Dopo il 1213 l'attività del C. fu costantemente rivolta alla difesa dei due grandi possedimenti. Nel 1215 fu infatti a Gonzaga per combattere gli uomin. del Comune di Reggio, che con un colpo di mano avevano cercato di impossessarsi di quel castello. Per avere ragione degli avversari il C. chiese allora l'aiuto dei Mantovani e dei Veronesi, riuscendo a sventare la minaccia. Nello stesso 1215 il C. raggiunse anche un accordo con l'abate di S. Benedetto di Polirone, che esigeva dal C. le decime ecclesiastiche insolute sui possedimenti comitali al di là dell'Oglio. L'anno successivo, 1216, venne chiamato a ricoprire la carica di podestà della città di Verona. Concluso il periodo di questa magistratura, il C. dovette lottare contro il vescovo e podestà di Brescia Alberto da Reggio, che inviò il suo capitano Lotorengo Martinengo per riconquistare Lonato, ormai saldamente tenuta dai Casaloldo. Gravissime lotte dovette pure sostenere, tra il 1220 ed il 1224, per difendere il castello di Gonzaga contro i Cremonesi, Ferraresi, Mantovani e Bresciani, che avevano ricevuto l'ordine da Federico II di far guerra al C. ed ai suoi consorti, ormai più volte colpiti da scomunica e dal bando dell'Impero. Il C. fu successivamente podestà di Parma nel 1227 e morì nel 1232, quando suo figlio Baldovino ricopriva la carica di podestà di Mantova.
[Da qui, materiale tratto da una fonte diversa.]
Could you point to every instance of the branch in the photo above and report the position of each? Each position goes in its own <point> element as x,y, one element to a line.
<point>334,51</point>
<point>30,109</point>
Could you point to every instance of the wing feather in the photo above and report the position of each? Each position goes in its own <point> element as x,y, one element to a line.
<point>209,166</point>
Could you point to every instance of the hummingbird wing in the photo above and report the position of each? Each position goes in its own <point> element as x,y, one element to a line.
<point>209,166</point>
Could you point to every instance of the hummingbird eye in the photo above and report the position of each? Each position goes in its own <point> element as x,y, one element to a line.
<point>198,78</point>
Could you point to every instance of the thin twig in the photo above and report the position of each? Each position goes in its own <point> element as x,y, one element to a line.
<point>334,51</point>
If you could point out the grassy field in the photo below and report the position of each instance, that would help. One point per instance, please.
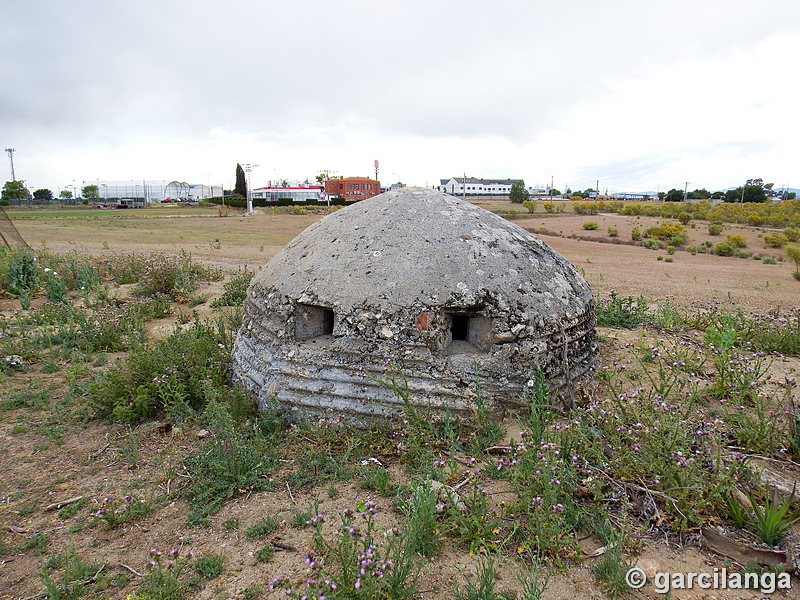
(132, 469)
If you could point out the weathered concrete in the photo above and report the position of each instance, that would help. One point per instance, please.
(442, 288)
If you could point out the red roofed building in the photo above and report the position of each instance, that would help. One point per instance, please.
(352, 188)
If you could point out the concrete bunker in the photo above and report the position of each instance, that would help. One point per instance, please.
(440, 288)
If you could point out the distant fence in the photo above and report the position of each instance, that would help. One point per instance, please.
(9, 233)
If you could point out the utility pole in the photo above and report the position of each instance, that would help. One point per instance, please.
(11, 158)
(247, 168)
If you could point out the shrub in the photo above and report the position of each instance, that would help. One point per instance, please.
(19, 274)
(776, 240)
(234, 290)
(585, 208)
(724, 249)
(178, 374)
(238, 458)
(209, 566)
(793, 252)
(651, 244)
(792, 234)
(668, 231)
(623, 313)
(737, 240)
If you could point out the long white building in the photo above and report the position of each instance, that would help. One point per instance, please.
(473, 186)
(152, 190)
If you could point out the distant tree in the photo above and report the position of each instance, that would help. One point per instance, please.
(15, 191)
(240, 189)
(90, 192)
(519, 193)
(43, 195)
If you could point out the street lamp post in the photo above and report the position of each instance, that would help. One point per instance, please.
(247, 168)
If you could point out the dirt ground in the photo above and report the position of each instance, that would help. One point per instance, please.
(39, 467)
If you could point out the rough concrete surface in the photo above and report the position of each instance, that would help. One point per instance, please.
(421, 287)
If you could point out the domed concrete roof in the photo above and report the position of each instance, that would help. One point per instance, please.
(443, 286)
(410, 245)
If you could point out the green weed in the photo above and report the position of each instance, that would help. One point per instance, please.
(267, 525)
(772, 521)
(74, 576)
(209, 566)
(622, 313)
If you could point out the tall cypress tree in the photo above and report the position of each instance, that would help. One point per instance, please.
(241, 182)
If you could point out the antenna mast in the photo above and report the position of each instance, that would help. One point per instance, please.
(11, 158)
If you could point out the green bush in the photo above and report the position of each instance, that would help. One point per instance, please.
(776, 240)
(651, 244)
(585, 208)
(179, 374)
(18, 271)
(724, 249)
(237, 458)
(622, 313)
(234, 290)
(792, 234)
(737, 240)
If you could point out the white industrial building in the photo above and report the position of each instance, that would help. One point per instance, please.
(472, 186)
(150, 190)
(298, 193)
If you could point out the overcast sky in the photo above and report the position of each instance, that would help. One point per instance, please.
(639, 94)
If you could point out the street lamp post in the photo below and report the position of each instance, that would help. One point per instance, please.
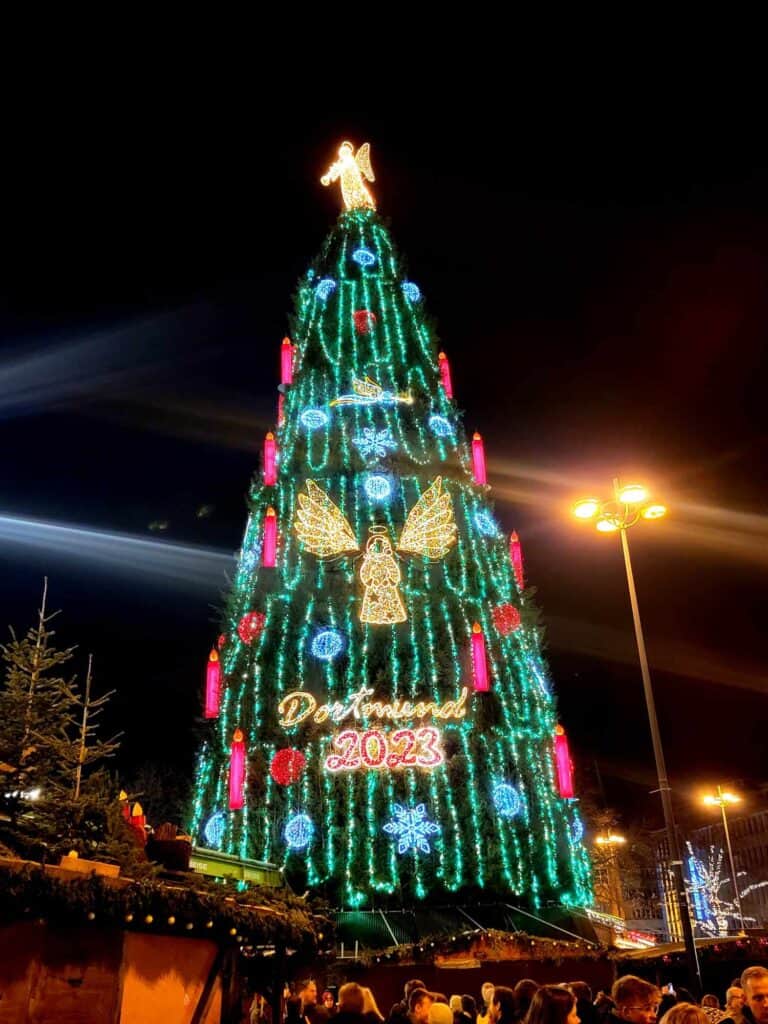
(720, 800)
(629, 505)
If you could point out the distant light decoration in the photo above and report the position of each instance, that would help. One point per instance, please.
(328, 644)
(313, 419)
(237, 771)
(213, 685)
(444, 368)
(365, 321)
(515, 554)
(563, 765)
(325, 289)
(213, 830)
(478, 459)
(270, 460)
(286, 361)
(485, 523)
(506, 800)
(411, 827)
(378, 487)
(506, 619)
(287, 766)
(372, 442)
(364, 257)
(251, 626)
(439, 426)
(479, 662)
(299, 832)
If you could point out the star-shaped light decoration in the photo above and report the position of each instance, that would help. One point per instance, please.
(412, 826)
(375, 442)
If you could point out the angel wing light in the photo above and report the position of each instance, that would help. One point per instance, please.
(429, 530)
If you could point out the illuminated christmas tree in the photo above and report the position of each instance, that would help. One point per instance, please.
(381, 719)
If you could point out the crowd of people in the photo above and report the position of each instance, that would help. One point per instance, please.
(632, 1000)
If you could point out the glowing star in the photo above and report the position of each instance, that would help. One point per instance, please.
(351, 167)
(375, 442)
(368, 392)
(429, 530)
(412, 827)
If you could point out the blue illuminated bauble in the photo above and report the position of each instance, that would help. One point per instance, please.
(506, 799)
(486, 524)
(378, 487)
(214, 829)
(325, 289)
(328, 644)
(299, 832)
(440, 426)
(364, 257)
(313, 418)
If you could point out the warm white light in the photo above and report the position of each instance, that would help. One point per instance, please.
(633, 494)
(586, 508)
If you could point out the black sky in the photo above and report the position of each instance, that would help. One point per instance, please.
(598, 275)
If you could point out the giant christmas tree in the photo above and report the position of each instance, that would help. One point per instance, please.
(381, 719)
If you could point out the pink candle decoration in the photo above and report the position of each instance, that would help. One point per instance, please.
(444, 368)
(515, 553)
(270, 461)
(562, 763)
(286, 361)
(478, 459)
(269, 547)
(479, 664)
(213, 685)
(237, 771)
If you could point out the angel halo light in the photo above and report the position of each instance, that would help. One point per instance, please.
(429, 530)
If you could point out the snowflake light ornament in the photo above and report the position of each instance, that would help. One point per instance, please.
(412, 827)
(375, 442)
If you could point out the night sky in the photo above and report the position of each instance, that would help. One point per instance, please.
(598, 278)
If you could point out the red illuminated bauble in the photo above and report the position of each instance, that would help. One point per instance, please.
(288, 766)
(250, 626)
(506, 619)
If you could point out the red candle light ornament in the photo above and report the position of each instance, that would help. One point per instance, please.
(237, 771)
(213, 685)
(478, 459)
(286, 361)
(562, 764)
(269, 547)
(479, 663)
(444, 368)
(270, 461)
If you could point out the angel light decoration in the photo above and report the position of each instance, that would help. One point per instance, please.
(429, 530)
(351, 167)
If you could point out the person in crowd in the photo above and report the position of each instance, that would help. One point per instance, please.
(486, 994)
(503, 1006)
(553, 1005)
(419, 1003)
(636, 1000)
(371, 1012)
(525, 989)
(398, 1013)
(685, 1013)
(755, 984)
(350, 1006)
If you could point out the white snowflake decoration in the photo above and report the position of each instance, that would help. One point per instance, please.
(375, 442)
(412, 826)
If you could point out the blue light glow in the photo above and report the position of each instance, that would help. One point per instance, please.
(299, 832)
(328, 644)
(364, 257)
(313, 418)
(440, 426)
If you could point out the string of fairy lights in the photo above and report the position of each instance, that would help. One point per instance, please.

Lasciò cinque figli, di cui il più noto è Baldovino, seriamente implicato, essendo ancora podestà di Mantova nel 1235, nella uccisione del vescovo della stessa città, Guidotto da Correggio. Gli storici mantovani affermano che l'assassino, un membro della famiglia degli Avvocati, agì in accordo con Baldovino, poiché i due nobili avevano una comunanza di interessi contro il vescovo: da una parte il sordo rancore dei Casaloldo per la politica della Chiesa contro il pacifico possesso del castello di Gonzaga, dall'altra l'intolleranza degli Avvocati contro la politica di rivendicazione di diritti e di possessi instaurata dal vescovo Guidotto contro le usurpazioni di beni ecclesiastici da essi compiute. Si può dire, tuttavia, che col C. la famiglia dei conti di Casaloldo abbia raggiunto la massima potenza, sia economica sia politica; in seguito la loro storia sarà caratterizzata da una serie di sconfitte, dapprima ad opera dei Bonacolsi e poi dei Gonzaga.
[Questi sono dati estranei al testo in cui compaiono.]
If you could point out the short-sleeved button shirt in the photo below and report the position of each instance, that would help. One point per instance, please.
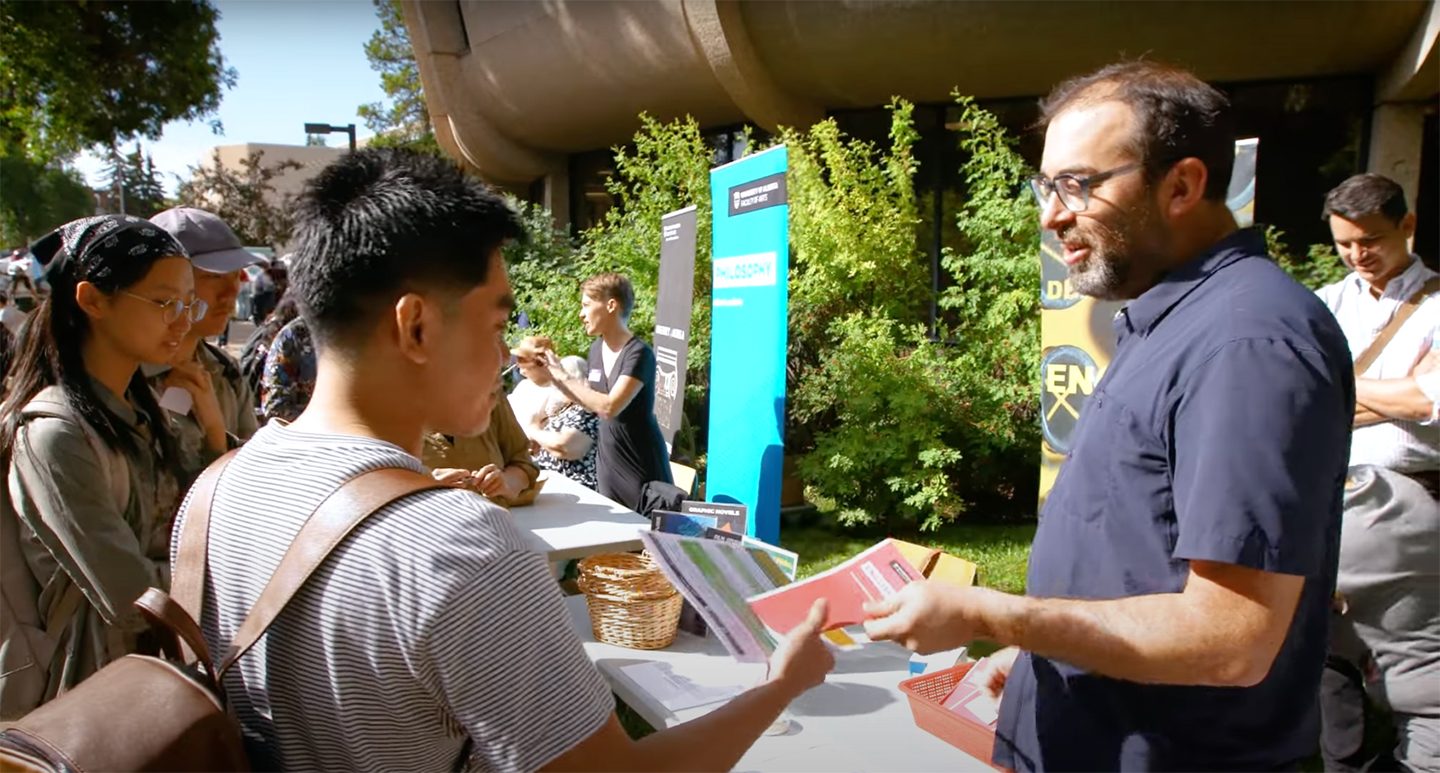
(1220, 432)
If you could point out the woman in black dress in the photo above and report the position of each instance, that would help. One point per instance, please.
(619, 389)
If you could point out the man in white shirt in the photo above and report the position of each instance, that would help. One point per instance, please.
(1388, 608)
(1396, 402)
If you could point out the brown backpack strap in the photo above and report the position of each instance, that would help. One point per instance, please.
(336, 517)
(187, 579)
(1409, 307)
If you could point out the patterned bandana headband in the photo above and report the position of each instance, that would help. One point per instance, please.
(91, 248)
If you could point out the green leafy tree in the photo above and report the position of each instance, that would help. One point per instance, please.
(545, 279)
(853, 219)
(75, 75)
(889, 398)
(245, 197)
(1321, 265)
(134, 180)
(38, 197)
(995, 292)
(403, 121)
(907, 429)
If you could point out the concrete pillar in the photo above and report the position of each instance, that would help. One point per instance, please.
(558, 195)
(1396, 134)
Fonti e Bibl.: J. F. Böhmer, Acta Imp. selecta, Innsbruck 1870, p. 636, n. 926; S. Maffei, Annali di Mantova, Tortona 1675, p. 566; R. Volta, Comp. della st. di Mantova, Mantova 1807, pp. 166 s.; F. Odorici, Storie bresciane, III, Brescia 1857, pp. 58-61; J.-L-A. Huillard-Bréholles, Hist. diplom. Federici secundi, I, 2, Paris 1857, p. 856; C. D'Arco, Studi intorno al Munic. di Mantova dall'origine fino all'anno 1863, III, Mantova 1874, pp. 45, 303; F. L. Fè d'Ostiani, I conti rurali bresciani nel Medioevo, in Arch. stor. lomb., XXVI (1899), pp. 5-53; A. Luzio, ICorradi di Gonzaga, signori di Mantova, ibid., XL(1913), pp. 249-282; P. Torelli, Regesto mantovano, Roma 1914, p. 405; G. Lonati, Un compromesso fra la pieve di Salò e il Comune di Gardone Riviera, in Arch. stor. lomb., LVIII (1931), pp. 279-335; F. Amadei, Cronaca univers. della città di Mantova, I, Mantova 1954, pp. 338-41; Mantova. La storia, I, Mantova 1958, pp. 74, 117-190 passim; V. Colorni, Ilterritorio mantovano nel Sacro Romano Impero, Milano 1959, pp. 122-129; A. Bosisio, Il Comune, in Storia di Brescia, I, Brescia 1961, pp. 650-655.